Amit Shah launches 70-lakh sapling drive in Delhi
Synopsis
Key Takeaways
Union Home Minister Amit Shah participated live on Tuesday, 7 July 2026, in the launch of a mission to plant 70 lakh saplings in Delhi under the Ek Ped Maa Ke Naam (One Tree in the Name of Mother) campaign, sharing the event in real time on social media.
Context
The Ek Ped Maa Ke Naam campaign was first launched nationally by Prime Minister Narendra Modi in 2024 as a mass-participation afforestation initiative that invites citizens to plant a tree as a tribute to their mothers. The campaign has since been adopted across states and union territories, with high-profile political participation used to mobilise public involvement — particularly during the monsoon planting season when soil and rainfall conditions are most favourable.
Shah's live broadcast of the Delhi launch underscores the central government's direct involvement in extending the campaign to the national capital, where urban green-cover expansion has been a recurring policy priority.
Policy Backdrop
India's national forestry targets require significant annual increases in tree and forest cover, and urban plantation drives form a key component of meeting those goals. Delhi, as a densely populated metropolitan area with persistent air-quality challenges, has been the focus of multiple city-level greening efforts coordinated between the Centre and local administration over the years.
Campaigns like Ek Ped Maa Ke Naam sit within a broader pattern of government-led afforestation pushes that combine symbolic resonance — honouring mothers — with measurable environmental targets. Setting a specific figure of 70 lakh saplings for Delhi gives the mission a concrete, trackable benchmark.
Stakeholders and Impact
Delhi residents and urban forestry groups are the primary stakeholders. A successful plantation of 70 lakh saplings across the capital would meaningfully expand the city's green canopy, with potential long-term benefits for air quality, urban heat-island mitigation, and biodiversity. Resident welfare associations, schools, and voluntary organisations are typically mobilised as ground-level participants in such drives.

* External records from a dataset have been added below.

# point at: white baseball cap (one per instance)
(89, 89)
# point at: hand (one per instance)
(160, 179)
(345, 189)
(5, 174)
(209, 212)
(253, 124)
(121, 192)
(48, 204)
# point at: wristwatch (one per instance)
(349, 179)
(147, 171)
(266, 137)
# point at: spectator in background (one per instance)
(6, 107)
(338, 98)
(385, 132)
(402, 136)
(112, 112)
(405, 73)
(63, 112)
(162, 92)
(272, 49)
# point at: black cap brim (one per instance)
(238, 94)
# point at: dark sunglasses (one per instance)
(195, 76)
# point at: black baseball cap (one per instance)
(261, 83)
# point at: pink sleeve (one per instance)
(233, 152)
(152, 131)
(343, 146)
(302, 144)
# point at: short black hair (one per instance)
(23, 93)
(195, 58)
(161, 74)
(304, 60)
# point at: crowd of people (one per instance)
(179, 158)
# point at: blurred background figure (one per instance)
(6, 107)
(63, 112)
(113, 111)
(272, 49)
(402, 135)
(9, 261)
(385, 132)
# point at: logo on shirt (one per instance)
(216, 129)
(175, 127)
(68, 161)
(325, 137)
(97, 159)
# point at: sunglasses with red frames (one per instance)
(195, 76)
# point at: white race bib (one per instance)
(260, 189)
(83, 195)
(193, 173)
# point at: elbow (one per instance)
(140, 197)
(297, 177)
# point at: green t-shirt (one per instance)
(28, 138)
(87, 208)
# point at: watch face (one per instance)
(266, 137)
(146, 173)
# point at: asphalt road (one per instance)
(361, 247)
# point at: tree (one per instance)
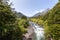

The involvement of a senior Union Cabinet minister at the launch signals that the Centre views the Delhi mission as a flagship demonstration of the campaign's scale and ambition, which could encourage similar city-level missions elsewhere in the country.
What's Next
Attention will now turn to how the 70 lakh sapling target is tracked, verified, and reported as the monsoon season progresses. Environmental observers and urban forestry officials will watch whether survival rates — often the weak link in large plantation drives — are monitored alongside raw planting numbers. If the Delhi mission achieves its target, it is likely to serve as a model for replication in other major cities, potentially giving the Ek Ped Maa Ke Naam campaign a new phase of urban-focused momentum ahead of future policy reviews.